Smart Trust for Smart Dust



Future distributed systems may include large selforganizing networks of locally communicating sensor nodes, any small number of which may be subverted by an adversary. Providing security for these sensor networks is important, but the problem is complicated by the fact that managing cryptographic key material is hard: low-cost nodes are neither tamper-proof nor capable of performing public key cryptography effi- ciently.

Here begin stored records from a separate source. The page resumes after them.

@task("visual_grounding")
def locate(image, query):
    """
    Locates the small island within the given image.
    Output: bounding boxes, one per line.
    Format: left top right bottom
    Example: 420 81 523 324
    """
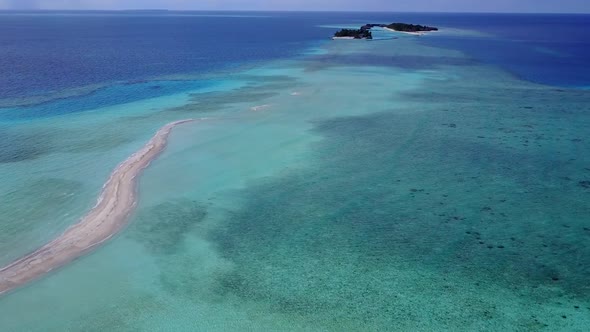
382 23 438 33
333 22 438 40
333 28 373 40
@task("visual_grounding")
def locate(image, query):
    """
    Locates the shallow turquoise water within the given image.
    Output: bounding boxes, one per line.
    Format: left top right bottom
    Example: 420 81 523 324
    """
0 31 589 331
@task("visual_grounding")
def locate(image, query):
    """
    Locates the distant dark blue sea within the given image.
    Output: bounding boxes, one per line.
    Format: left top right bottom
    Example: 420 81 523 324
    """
0 12 588 106
415 13 590 88
0 12 327 103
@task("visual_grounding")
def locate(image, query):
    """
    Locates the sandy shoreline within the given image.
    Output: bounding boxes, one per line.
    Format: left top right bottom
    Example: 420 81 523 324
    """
0 119 194 295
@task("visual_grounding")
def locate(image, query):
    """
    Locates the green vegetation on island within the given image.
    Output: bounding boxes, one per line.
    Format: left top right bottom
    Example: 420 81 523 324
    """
333 28 373 39
333 22 438 40
385 23 438 32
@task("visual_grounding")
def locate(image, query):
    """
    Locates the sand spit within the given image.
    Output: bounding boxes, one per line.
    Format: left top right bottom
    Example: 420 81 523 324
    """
0 119 194 295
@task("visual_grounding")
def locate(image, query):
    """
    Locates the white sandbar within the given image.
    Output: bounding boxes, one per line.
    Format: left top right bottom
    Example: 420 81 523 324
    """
0 119 194 295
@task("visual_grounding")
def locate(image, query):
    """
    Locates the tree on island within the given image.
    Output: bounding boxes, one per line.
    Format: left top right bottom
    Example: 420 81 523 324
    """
333 29 372 39
386 23 438 32
332 22 438 40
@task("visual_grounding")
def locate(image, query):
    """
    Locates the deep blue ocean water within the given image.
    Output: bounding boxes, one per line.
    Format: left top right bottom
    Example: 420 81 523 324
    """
415 13 590 88
0 12 325 102
0 12 588 110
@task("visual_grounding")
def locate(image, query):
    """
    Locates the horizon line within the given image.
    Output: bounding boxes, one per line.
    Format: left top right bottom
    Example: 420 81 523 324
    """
0 9 589 15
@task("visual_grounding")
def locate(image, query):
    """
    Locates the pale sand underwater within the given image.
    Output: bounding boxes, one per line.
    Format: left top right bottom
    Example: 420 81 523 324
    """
0 119 193 295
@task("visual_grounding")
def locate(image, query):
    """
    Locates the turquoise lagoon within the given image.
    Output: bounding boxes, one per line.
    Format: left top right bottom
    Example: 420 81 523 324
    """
1 18 590 332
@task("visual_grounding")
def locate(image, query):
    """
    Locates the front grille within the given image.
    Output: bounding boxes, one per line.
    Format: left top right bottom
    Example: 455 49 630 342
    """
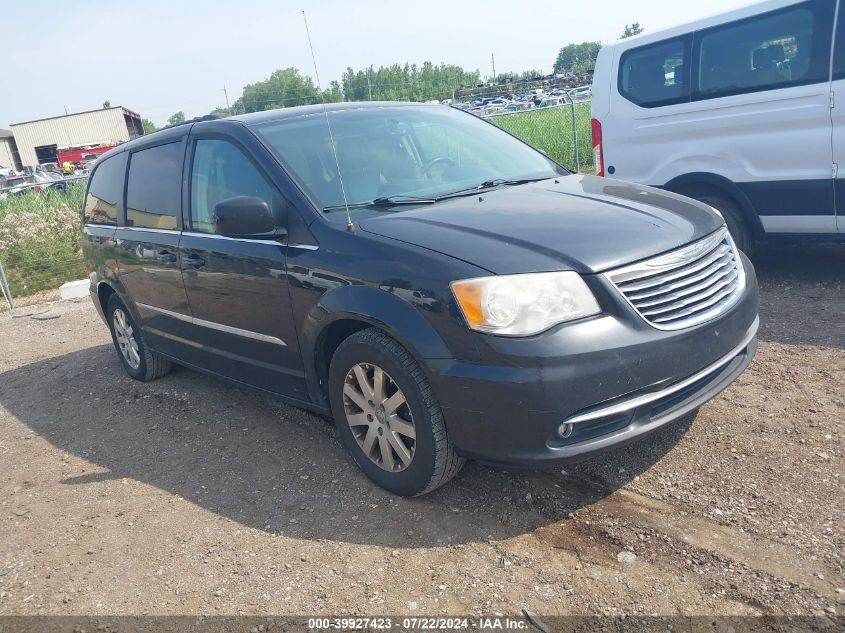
605 227 745 330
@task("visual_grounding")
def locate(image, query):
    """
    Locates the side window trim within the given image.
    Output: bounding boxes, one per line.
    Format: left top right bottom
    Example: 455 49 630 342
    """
83 150 128 227
124 137 188 231
184 134 279 235
617 34 693 108
832 0 845 80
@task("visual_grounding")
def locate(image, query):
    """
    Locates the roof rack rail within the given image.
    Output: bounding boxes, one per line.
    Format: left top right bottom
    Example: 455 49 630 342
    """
157 112 229 133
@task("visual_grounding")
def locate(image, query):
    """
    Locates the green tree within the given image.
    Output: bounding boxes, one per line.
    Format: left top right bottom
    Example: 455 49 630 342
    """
323 80 343 103
102 100 111 109
553 42 601 74
621 23 644 39
141 118 157 134
168 111 186 126
341 62 479 102
236 67 322 113
209 106 231 116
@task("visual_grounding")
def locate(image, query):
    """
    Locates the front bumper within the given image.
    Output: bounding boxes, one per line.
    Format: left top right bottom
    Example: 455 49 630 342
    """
426 254 759 467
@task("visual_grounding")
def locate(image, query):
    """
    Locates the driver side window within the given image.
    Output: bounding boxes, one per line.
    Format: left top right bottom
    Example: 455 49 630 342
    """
190 139 273 234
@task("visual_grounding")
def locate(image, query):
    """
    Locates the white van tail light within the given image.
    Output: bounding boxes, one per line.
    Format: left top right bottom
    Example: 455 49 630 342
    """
591 118 604 177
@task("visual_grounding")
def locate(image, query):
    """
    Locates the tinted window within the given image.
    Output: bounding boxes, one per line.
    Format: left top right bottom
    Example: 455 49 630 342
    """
126 142 183 230
189 139 272 233
619 37 690 107
83 152 127 225
697 0 833 99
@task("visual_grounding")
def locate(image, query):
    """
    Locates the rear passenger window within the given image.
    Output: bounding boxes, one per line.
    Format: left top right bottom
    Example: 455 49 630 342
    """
83 153 127 226
619 37 690 108
126 142 183 230
189 139 273 233
696 0 833 99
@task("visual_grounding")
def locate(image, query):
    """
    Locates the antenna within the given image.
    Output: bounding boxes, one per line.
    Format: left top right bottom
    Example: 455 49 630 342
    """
302 10 354 231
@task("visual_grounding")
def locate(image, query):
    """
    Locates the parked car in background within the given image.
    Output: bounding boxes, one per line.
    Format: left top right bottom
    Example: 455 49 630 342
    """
570 86 592 102
82 102 758 496
538 96 565 108
591 0 845 252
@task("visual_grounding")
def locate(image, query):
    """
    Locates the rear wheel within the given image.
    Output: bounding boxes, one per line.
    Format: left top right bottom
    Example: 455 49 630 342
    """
328 328 465 496
697 195 753 256
106 294 171 382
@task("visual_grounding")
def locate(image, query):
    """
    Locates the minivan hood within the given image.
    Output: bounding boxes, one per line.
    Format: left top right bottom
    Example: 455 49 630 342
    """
358 175 723 274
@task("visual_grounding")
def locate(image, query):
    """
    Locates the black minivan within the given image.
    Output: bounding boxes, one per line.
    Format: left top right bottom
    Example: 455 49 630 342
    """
82 102 759 496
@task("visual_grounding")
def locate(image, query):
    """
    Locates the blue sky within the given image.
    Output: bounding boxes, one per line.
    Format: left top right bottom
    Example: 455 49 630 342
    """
4 0 750 128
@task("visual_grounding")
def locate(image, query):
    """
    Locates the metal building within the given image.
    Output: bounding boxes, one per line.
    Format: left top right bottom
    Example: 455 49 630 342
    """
10 107 143 167
0 130 21 171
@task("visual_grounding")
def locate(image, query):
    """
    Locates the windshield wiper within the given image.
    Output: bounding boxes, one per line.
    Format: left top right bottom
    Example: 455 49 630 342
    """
435 176 550 200
322 195 436 213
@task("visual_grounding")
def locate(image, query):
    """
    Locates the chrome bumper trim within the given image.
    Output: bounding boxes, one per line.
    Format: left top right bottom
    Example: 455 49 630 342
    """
565 316 759 425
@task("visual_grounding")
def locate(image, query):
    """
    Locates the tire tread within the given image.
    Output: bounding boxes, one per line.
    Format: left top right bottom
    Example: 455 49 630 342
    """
107 295 171 382
336 328 465 495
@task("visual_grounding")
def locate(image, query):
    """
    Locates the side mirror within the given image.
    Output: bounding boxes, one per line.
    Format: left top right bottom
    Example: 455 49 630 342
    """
212 196 282 238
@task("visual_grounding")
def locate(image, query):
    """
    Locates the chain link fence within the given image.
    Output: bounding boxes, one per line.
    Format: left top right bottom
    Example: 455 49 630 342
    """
482 97 593 173
0 176 88 314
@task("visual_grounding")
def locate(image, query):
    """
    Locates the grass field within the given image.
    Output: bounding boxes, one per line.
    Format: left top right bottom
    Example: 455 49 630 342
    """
0 182 87 300
487 103 593 172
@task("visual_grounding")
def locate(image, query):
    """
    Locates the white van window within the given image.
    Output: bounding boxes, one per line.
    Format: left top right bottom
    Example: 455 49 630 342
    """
697 0 833 99
619 38 689 108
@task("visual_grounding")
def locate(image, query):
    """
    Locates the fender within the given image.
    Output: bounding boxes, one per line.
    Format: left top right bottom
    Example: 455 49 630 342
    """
300 285 455 408
94 273 139 325
306 284 453 359
662 172 764 236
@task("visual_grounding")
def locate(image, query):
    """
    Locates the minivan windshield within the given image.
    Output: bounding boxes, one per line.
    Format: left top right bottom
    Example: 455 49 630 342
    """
252 105 566 219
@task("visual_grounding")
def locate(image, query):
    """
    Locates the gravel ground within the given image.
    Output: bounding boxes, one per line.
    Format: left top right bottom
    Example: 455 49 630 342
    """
0 241 842 620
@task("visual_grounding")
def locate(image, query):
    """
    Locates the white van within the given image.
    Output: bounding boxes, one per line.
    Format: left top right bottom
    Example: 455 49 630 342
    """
591 0 845 251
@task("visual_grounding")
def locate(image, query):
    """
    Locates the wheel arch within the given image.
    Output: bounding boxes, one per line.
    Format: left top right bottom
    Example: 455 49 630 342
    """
95 277 144 326
302 285 453 409
96 280 117 317
663 172 763 236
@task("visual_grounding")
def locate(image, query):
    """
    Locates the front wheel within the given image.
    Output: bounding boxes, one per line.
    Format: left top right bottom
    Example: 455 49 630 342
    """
328 328 465 496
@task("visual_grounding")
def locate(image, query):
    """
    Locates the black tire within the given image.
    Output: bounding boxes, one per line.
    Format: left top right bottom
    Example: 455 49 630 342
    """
697 195 754 256
106 294 171 382
328 328 465 496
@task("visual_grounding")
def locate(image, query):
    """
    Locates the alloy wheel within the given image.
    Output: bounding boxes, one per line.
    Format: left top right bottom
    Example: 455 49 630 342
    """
113 308 141 370
342 362 416 471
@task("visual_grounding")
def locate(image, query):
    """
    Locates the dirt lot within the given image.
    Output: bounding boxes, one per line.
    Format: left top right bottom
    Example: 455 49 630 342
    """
0 242 842 622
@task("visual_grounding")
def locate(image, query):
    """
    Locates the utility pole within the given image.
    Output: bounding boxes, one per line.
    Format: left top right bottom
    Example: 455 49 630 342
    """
491 53 496 80
223 86 231 114
367 71 373 101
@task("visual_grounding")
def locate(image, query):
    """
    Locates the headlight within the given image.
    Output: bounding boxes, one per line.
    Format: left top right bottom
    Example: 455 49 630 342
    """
450 271 600 336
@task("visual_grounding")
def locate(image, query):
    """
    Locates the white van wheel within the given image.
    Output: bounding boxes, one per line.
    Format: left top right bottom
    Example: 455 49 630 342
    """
698 196 753 256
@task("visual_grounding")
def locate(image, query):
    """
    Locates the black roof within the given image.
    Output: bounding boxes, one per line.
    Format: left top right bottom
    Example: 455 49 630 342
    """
230 101 435 126
94 102 438 162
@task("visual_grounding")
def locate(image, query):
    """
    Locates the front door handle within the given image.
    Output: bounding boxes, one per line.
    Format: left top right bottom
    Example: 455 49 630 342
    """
184 253 206 268
156 250 177 264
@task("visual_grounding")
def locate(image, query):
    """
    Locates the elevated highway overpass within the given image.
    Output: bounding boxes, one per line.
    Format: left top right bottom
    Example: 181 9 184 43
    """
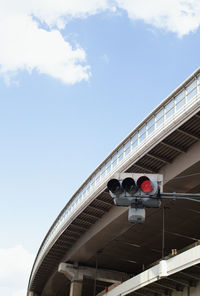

In this paper, we show how the key distribution problem can be dealt with in environments with a partially present, passive adversary: a node wishing to communicate securely with other nodes simply generates a symmetric key and sends it in the clear to its neighbours. Despite the apparent insecurity of this primitive, we can use mechanisms for key updating, multipath secrecy amplification and multihop key propagation to build up extremely resilient trust networks where at most a fixed proportion of communications links can be eavesdropped. We discuss applications in which this assumption is sensible. Many systems must perforce cope with principals who are authenticated weakly, if at all; the resulting issues have often been left in the ‘too hard’ tray. One particular interest of sensor networks is that they present a sufficiently compact and tractable version of this problem. We can perform quantitative analyses and simulations of alternative strategies, some of which we present here. We also hope that this paper may start to challenge the common belief that authentication is substantially about bootstrapping trust. We argue that, in distributed systems where the opponent can subvert any small proportion of nodes, it is more economic to invest in resilience than in bootstrapping.
1. Introduction
Wireless sensor networks are becoming increasingly important for a wide variety of applications such as factory instrumentation, climate control, environmental monitoring, and building safety. As sensor networks become cheaper and more commoditised, they will become attractive to home users and small businesses, and for other new applications. A typical sensor network consists of a large number of small, low-cost nodes that use wireless peer-to-peer communication to form a self-organized network. They use multi-hop routing algorithms based on dynamic network and resource discovery protocols. To keep costs down and to deal with limited battery energy, nodes have fairly minimal computation, communication, and storage resources. They do not have tamper-proof hardware. We can thus expect that some small fraction of nodes in a network may be compromised by an adversary over time.